Es gibt eigentlich keinen PIC der nicht einen zugehörigen Errata Sheet
besitzt. Trotzdem bin ich eigentlich sehr zufrieden mit den Controllern.
Eingesetzt werden sie von mir für medizintechnische Anwendungen
und privat für diverse Kleinigkeiten unter anderem für Fernsteuerungen
für Mini Autos, Drehzahlregler, Servosteuerunge usw.
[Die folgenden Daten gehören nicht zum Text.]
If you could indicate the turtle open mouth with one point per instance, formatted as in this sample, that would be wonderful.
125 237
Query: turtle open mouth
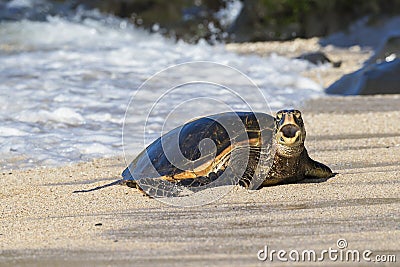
289 130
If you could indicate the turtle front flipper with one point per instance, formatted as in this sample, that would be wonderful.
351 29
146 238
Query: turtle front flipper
315 169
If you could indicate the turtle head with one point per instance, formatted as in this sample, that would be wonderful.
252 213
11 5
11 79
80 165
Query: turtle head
290 131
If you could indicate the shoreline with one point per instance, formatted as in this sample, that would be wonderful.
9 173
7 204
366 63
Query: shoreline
42 222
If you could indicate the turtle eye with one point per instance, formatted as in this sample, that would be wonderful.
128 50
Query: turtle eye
297 114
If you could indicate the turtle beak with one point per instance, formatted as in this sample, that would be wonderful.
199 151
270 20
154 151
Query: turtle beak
288 132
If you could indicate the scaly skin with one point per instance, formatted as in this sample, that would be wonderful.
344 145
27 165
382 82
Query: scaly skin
291 161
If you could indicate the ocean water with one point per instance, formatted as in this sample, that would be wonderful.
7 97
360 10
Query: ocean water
66 82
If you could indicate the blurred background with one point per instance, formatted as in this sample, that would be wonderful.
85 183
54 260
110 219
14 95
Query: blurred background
227 20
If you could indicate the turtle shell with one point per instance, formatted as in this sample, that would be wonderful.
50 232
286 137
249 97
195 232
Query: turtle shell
201 152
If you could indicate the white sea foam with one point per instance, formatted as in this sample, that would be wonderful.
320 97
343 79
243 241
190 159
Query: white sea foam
66 82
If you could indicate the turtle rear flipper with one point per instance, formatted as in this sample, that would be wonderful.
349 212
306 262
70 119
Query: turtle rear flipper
317 170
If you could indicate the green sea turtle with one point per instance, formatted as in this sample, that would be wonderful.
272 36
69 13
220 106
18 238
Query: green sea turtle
257 150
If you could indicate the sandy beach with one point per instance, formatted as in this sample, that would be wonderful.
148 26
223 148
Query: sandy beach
44 224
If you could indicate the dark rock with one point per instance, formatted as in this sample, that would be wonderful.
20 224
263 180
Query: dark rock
318 58
379 78
389 49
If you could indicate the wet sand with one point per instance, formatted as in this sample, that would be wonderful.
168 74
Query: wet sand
44 224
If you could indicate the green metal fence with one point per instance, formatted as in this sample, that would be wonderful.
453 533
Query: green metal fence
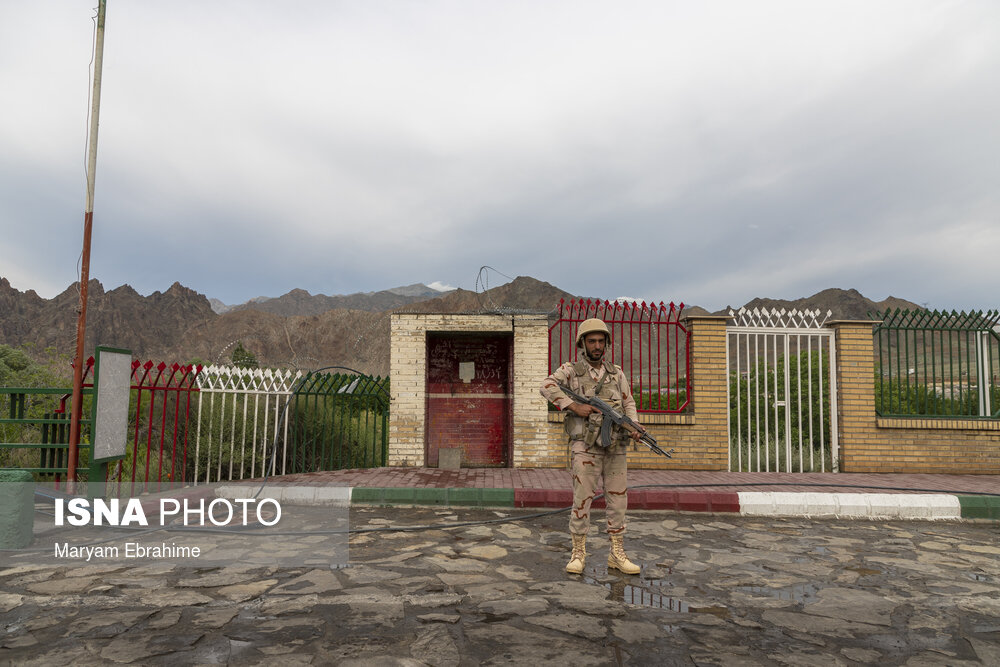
339 420
34 431
937 364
Der 24er ist für mich auch noch recht neu, man sollte sich jedoch nicht abschrecken lassen von den Errata Sheets, klingt viel " grausamer"
als es ist. Der Fehler z.B, den ich hier im Forum beschrieben habe,
wird mit einem C-Compiler wahrscheinlich niemals auftauchen.
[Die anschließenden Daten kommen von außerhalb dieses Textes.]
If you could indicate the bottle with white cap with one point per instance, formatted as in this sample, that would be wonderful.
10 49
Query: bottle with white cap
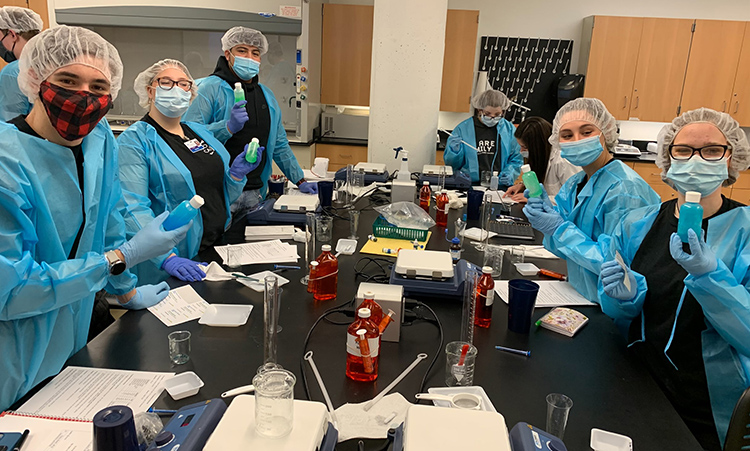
183 213
691 216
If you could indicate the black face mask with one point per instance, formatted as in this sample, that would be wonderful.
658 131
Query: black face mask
7 55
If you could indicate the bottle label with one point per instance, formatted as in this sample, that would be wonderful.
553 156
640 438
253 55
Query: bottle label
353 348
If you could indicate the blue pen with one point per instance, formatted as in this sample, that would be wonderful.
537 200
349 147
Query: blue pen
514 351
161 411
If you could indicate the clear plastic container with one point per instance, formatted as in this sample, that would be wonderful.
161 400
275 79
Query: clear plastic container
183 214
530 181
691 216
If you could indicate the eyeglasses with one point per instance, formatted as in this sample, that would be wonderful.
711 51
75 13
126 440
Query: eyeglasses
713 152
167 83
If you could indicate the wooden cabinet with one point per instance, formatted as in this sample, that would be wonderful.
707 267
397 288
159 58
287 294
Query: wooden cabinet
740 104
340 155
711 71
660 71
347 54
612 62
458 60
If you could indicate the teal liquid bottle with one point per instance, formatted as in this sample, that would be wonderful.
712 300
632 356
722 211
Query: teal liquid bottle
530 181
252 151
183 214
239 93
691 215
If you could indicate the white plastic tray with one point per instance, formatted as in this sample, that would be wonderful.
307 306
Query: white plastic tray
226 315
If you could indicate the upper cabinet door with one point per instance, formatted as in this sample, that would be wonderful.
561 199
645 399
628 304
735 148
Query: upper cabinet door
346 55
712 64
612 62
662 59
458 60
740 107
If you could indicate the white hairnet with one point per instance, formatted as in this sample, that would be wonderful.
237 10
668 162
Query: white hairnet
147 77
735 136
243 35
20 19
585 109
62 46
491 98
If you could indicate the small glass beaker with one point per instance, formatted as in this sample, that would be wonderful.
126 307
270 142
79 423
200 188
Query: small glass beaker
274 402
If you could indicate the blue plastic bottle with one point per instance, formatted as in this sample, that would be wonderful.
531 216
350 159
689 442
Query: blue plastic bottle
691 215
184 212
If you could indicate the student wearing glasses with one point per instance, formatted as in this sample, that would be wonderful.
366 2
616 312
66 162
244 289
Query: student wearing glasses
164 161
688 303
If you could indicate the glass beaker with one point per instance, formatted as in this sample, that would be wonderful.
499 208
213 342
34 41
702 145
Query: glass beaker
274 402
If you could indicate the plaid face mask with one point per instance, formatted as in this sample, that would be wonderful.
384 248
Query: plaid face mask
74 114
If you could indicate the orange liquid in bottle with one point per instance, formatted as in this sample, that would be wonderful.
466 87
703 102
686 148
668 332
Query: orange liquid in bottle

Ich programmiere aber seit jeher alle PICs in Assembler und bin immer
wieder dabei durch gezielte Programmierung hier und da einen
Ausführungszyklus einzusparen. Gibt zwar meist nicht den wirklichen
Sinn, aber so bin ich nunmal. Wenn es um mathematische Funktionen
geht, ist die 24er Serie den 18F Typen weit überlegen. Weit muss hier aber
extra betont werden, denn ich habe Wochen verbracht um dem 18er
das Rechnen beizubringen. Alleine die Vorzeichen gerechte Abfrage von
kleiner, größer, gleich im 16 oder 24 Bit Format hat einiges an Nerven
gekostet, das hat der 24er alles schon von Hause aus.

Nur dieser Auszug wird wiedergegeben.